Drones Latest open access articles published in Drones at https://www.mdpi.com/journal/drones
- Drones, Vol. 10, Pages 394: Adaptive Reinforcement Learning-Driven Jellyfish Search Optimizer for Cooperative Multi-UAV Path Planning Under Dynamic and Adversarial Conditionsby Nader Alotaibi on May 21, 2026 at 12:00 am
Cooperative multi-UAV path planning under dynamic and adversarial conditions demands simultaneous satisfaction of safety, efficiency, and coordination constraints, yet existing swarm-intelligence and RL–swarm hybrids rely on deterministic switching rules, tabular states, and ad hoc training schedules. This paper proposes RL-JSO, a hybrid framework in which a dueling double deep Q-network with prioritized experience replay adaptively selects among the drift, passive, and active phases of a jellyfish search optimizer, replacing the deterministic time-control rule with a learned policy. The framework integrates a five-layer hierarchical safety control mechanism, a mastery-gated nine-stage curriculum, and a shared reward module that architecturally enforces fairness between RL-JSO and a paired RL-PSO counterpart.

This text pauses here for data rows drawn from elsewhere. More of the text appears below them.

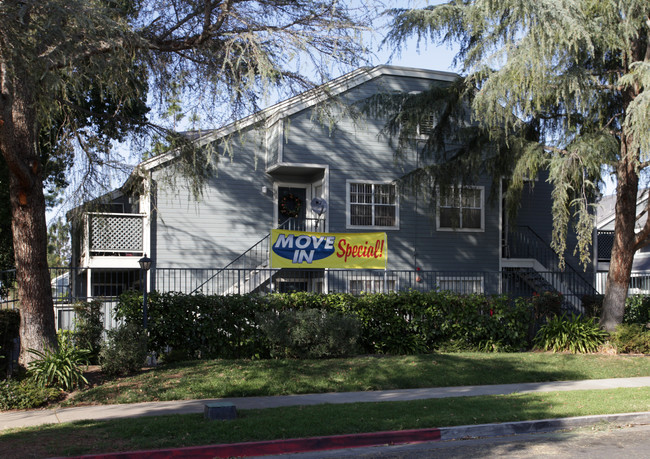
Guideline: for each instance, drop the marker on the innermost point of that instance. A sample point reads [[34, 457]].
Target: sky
[[424, 55]]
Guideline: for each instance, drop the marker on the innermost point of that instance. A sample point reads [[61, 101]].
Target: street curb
[[301, 445]]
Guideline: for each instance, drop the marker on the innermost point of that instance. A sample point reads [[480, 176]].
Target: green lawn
[[87, 437], [219, 378], [240, 378]]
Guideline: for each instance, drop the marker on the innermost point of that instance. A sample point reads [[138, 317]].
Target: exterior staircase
[[535, 266], [250, 271]]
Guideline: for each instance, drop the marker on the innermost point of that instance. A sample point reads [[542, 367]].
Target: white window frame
[[460, 228], [348, 209], [480, 279], [374, 285]]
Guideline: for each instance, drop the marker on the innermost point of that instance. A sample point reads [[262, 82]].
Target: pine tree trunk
[[620, 267], [18, 143]]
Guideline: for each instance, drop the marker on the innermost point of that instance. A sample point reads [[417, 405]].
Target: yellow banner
[[297, 249]]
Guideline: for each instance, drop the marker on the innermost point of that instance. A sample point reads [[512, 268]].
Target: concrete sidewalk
[[15, 419]]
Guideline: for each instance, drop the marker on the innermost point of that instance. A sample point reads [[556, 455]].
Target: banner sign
[[297, 249]]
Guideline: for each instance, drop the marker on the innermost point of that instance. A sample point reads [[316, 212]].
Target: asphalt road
[[599, 442]]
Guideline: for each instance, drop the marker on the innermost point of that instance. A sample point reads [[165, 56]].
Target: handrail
[[284, 225], [534, 246]]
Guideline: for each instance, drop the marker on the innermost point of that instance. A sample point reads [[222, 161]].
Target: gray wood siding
[[358, 151], [231, 215]]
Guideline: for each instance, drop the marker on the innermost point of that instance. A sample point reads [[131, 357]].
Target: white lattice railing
[[115, 233]]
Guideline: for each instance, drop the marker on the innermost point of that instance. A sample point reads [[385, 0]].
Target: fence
[[70, 285]]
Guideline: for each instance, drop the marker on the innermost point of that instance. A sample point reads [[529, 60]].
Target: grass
[[88, 437], [224, 378], [227, 378]]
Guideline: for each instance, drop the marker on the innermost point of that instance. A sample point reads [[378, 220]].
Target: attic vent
[[426, 126]]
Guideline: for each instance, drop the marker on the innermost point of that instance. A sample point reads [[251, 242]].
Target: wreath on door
[[290, 205]]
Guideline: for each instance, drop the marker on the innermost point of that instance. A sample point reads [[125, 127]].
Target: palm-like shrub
[[570, 334], [60, 368]]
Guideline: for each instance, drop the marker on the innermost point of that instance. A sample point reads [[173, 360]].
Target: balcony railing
[[115, 234]]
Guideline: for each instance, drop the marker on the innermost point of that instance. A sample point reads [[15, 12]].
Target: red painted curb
[[294, 445]]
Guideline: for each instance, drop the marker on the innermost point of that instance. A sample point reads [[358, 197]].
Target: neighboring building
[[277, 161], [640, 276]]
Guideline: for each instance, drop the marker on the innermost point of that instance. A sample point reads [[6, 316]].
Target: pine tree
[[52, 52], [563, 85]]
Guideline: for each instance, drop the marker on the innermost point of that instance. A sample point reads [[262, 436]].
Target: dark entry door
[[292, 208]]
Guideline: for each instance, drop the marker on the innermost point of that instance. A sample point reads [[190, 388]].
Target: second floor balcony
[[113, 235]]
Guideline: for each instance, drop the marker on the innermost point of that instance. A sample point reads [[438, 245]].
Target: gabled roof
[[287, 108], [306, 100]]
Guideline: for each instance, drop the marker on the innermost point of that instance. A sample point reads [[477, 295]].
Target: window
[[461, 209], [462, 285], [358, 286], [372, 205]]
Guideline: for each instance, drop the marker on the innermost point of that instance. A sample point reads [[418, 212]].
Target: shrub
[[25, 394], [632, 338], [61, 367], [573, 334], [125, 351], [312, 333], [89, 327], [637, 310]]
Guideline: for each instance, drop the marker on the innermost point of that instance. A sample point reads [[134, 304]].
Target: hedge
[[200, 326]]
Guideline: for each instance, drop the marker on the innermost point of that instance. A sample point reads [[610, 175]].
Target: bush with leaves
[[89, 327], [637, 310], [574, 334], [125, 350], [25, 394], [631, 338], [310, 334], [61, 368]]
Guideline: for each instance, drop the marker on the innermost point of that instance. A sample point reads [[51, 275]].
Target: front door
[[292, 208]]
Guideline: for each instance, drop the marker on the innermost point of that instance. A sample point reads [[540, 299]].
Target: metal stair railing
[[255, 258], [526, 243]]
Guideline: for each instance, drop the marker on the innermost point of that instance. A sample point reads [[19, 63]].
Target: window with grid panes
[[461, 208], [372, 204]]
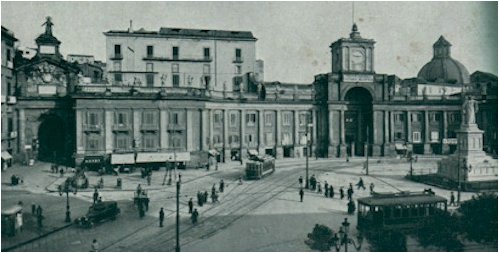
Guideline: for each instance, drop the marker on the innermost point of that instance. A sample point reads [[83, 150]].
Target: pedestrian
[[95, 246], [161, 217], [205, 197], [191, 205], [452, 199], [222, 185], [200, 199], [194, 216], [360, 184], [301, 194], [96, 195]]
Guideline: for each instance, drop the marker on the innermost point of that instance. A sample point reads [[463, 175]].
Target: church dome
[[442, 68]]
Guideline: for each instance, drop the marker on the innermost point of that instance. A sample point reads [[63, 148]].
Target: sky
[[293, 37]]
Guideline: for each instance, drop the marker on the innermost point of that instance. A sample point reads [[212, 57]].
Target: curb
[[37, 238]]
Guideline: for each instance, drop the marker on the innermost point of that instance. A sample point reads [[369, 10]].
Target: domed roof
[[442, 68]]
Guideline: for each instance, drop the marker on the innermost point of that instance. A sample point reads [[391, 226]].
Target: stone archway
[[52, 139], [358, 120]]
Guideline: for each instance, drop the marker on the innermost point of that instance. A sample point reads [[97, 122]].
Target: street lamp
[[67, 188], [309, 145], [344, 239]]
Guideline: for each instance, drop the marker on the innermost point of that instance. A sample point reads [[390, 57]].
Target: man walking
[[191, 205], [222, 185], [161, 217]]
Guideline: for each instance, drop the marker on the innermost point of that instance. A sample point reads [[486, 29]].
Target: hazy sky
[[293, 37]]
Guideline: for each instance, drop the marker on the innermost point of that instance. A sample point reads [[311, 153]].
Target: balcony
[[238, 60], [121, 127], [116, 57], [92, 128], [149, 127], [11, 100]]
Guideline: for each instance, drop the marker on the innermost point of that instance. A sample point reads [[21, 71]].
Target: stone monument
[[469, 163]]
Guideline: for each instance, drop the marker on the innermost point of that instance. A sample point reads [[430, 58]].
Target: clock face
[[358, 60]]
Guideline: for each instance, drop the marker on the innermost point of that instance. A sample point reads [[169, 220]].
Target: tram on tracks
[[402, 210], [258, 167]]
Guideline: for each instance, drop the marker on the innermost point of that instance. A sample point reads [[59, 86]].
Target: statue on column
[[48, 26], [470, 107]]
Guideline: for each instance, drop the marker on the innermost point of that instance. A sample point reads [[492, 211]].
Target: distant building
[[9, 120]]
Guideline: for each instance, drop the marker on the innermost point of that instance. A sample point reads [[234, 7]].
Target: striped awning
[[122, 158], [6, 155]]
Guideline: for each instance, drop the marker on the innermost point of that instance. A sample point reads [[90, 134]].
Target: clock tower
[[353, 55]]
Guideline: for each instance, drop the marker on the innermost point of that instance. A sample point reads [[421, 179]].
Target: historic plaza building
[[200, 92]]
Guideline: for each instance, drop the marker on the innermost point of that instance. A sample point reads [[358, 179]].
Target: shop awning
[[163, 157], [400, 146], [6, 155], [93, 159], [253, 152], [122, 158]]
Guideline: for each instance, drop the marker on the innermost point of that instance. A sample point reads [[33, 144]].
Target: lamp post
[[344, 238], [67, 188], [309, 125]]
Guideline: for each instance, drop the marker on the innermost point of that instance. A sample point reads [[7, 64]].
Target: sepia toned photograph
[[249, 126]]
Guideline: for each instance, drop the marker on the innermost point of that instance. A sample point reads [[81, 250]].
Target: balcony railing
[[92, 128], [121, 127]]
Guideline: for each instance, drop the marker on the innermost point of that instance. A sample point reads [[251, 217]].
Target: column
[[261, 143], [210, 128], [136, 130], [163, 129], [108, 131], [445, 146], [278, 135], [188, 129], [226, 135], [427, 146]]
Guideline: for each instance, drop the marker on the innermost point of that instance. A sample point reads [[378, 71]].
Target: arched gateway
[[358, 120]]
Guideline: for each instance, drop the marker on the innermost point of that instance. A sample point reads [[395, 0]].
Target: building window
[[176, 80], [269, 138], [122, 141], [399, 117], [416, 137], [268, 119], [92, 118], [150, 51], [174, 118], [233, 119], [286, 118], [117, 51], [121, 118], [150, 141], [250, 119], [148, 118], [434, 136], [175, 52], [206, 53], [238, 55]]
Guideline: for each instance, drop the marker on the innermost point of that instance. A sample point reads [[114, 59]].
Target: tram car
[[258, 167]]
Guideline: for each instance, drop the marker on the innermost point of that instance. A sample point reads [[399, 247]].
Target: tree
[[387, 240], [440, 230], [479, 218]]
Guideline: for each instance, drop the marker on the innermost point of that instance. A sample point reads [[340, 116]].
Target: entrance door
[[358, 120]]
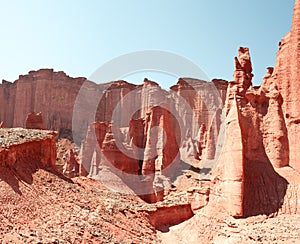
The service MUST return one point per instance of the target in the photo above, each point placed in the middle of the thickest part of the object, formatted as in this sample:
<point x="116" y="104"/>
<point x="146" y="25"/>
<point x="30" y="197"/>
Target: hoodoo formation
<point x="203" y="162"/>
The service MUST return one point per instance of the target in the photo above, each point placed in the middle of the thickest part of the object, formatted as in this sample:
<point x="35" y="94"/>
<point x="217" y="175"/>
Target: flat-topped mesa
<point x="32" y="147"/>
<point x="34" y="121"/>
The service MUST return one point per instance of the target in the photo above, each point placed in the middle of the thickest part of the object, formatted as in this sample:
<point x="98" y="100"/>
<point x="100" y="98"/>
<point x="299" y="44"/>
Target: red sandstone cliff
<point x="287" y="77"/>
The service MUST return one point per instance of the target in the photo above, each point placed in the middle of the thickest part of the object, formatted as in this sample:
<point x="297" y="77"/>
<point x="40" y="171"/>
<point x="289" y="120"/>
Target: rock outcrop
<point x="256" y="145"/>
<point x="20" y="146"/>
<point x="51" y="93"/>
<point x="34" y="121"/>
<point x="287" y="78"/>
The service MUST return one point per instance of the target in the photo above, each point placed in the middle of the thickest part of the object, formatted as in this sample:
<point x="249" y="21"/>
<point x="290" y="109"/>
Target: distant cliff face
<point x="287" y="77"/>
<point x="51" y="93"/>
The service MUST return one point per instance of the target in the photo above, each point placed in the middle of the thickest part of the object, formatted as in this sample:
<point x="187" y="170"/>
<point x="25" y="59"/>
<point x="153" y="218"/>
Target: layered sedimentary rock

Evaluation across four progressive campaigns with 160 independent runs per algorithm shows that, within the evaluated JSO/PSO family, RL-JSO is the only method that sustains a 100% collision-free rate across all four progressive difficulty campaigns, its Cliff’s delta over standard JSO grows monotonically with difficulty from medium to large, and under a composite cooperation metric its coordination score remains nearly invariant while comparators degrade by 17–23%. A paired inference-time ablation on the trained checkpoint provides controlled inference-time evidence that adaptive phase switching is a principal contributor to the observed test-time performance within the trained system, rather than the heuristic fallback layers.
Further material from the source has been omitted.